Von ihr profitiert schlechthin alles Literarische. Es gibt hier, zum Beispiel, eine sehr ernsthafte Beschäftigung mit den Klassikern – eine ernsthaftere, will mir scheinen, als im Westen. Die lebendige Beziehung zum „klassischen Erbe“ gehört zu den Forderungen eines offiziellen Kulturprogramms – und mit dem klassischen Erbe sind nicht nur Puschkin, Gogol oder Tolstoi gemeint, sondern auch Cervantes oder Balzac. Die Bilder Goethes, Dantes und Shakespeares schmückten, mit den Bildern der russischen Grossen, den Kongress-Saal, in dem über Pflicht und Ziel des sozialistischen Schrifttums debattiert wurde. Vom Podium dieses Saales sprach Johannes R. Becher über das klassische Erbe, das wir nicht nur verwalten, sondern lebendig halten, weiterbilden sollen und an dem wir zu lernen haben. Der deutsche Dichter sprach mit eifervollem Ernst über Formprobleme der Lyrik. Es konnte nicht als Blasphemie empfunden werden, sondern es schien mir ein verheissungsvolles Echo zu geben, als der Name Hölderlins aufklang in diesem Saal.

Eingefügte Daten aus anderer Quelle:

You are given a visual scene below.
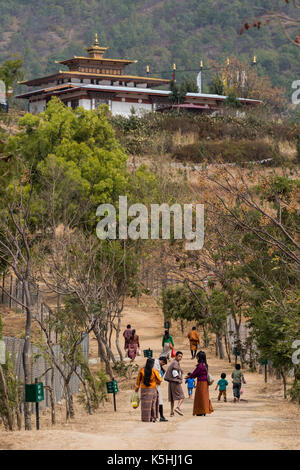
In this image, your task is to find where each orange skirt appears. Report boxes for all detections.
[193,382,214,416]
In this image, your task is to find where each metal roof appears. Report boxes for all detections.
[16,83,262,103]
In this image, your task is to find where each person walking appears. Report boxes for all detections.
[215,372,228,402]
[123,325,132,351]
[231,364,246,403]
[128,330,140,361]
[185,372,196,398]
[134,358,161,423]
[187,326,200,359]
[160,330,174,360]
[186,351,214,416]
[154,356,168,421]
[165,351,185,416]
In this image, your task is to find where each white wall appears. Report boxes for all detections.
[111,101,152,116]
[79,99,92,111]
[29,100,46,114]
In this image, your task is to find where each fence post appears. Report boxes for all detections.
[9,276,13,308]
[2,273,5,304]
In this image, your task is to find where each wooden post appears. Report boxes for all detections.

Ich habe eine russische Publikation über Goethe gesehen, wie sie wahrscheinlich heute nicht hergestellt wird in dem Land, das die Sprache Goethes noch zu reden meint. Und es gibt eine Nachfrage nach solch anspruchsvollen Editionen, die hohen Auflagen, in denen sie erscheinen, sind gleich vergriffen. Man könnte dergleichen – sagte mir der Herausgeber – in einer doppelt Auflage auf den Markt bringen; nur die Papiernot verbietet es. Uns fehlt es an Lesern; diesen nur an Papier. Und wir sollten sie nicht beneiden?

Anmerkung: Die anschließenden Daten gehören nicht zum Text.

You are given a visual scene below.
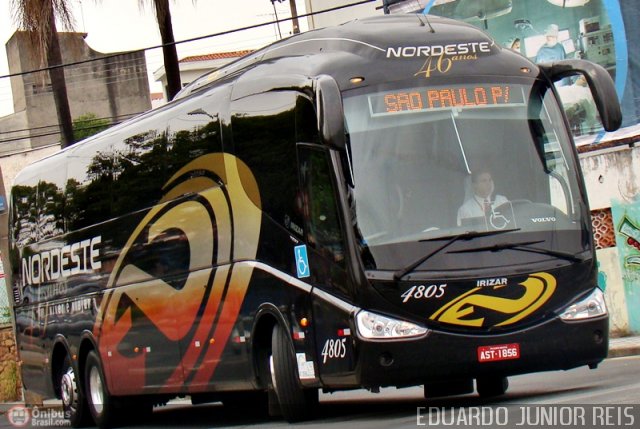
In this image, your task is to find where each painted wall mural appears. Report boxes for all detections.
[611,198,640,332]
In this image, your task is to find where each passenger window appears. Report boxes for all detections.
[298,149,344,265]
[232,92,304,237]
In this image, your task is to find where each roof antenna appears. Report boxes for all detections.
[416,13,436,33]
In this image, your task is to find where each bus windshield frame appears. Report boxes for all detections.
[343,77,591,270]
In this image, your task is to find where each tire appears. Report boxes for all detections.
[59,356,91,428]
[269,325,318,423]
[476,377,509,398]
[84,350,117,429]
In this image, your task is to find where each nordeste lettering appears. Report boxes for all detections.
[387,42,491,58]
[22,236,102,286]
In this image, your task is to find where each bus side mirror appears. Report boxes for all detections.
[315,75,346,150]
[540,60,622,131]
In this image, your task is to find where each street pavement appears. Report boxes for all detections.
[0,336,640,415]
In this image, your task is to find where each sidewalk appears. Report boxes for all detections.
[607,336,640,358]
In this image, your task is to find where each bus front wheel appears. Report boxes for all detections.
[60,356,91,428]
[84,351,115,429]
[269,325,318,422]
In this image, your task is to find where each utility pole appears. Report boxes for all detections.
[271,0,282,40]
[289,0,300,34]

Man steht hier nicht nur für seltene Lebensmittel Schlange, nicht nur vor Kinos oder Autobussen, sondern auch vor Zeitungskiosken. Es kann nicht genug hergestellt werden vom gedruckten Wort – während im Lande der Dichter und Denker das Interesse an ihm einfach verschwindet. Hier aber beschäftigt sich die allgemeine geistige Neugier mit der ganzen Weltliteratur. Céline und John dos Passos, Feuchtwanger und Heinrich Mann sind Begriffe; wenn du nach dem Titel des Buches schielst, in dem die schlichtgekleidete Frau neben dir auf der Gartenbank studiert, kannst du erleben, dass es ein Band Proust ist. Vor allem die Franzosen, die zum Kongress nach Moskau gekommen waren, wurden aufs wärmste gefeiert, es waren André Malraux, Jean-Richard Bloch und Louis Aragon.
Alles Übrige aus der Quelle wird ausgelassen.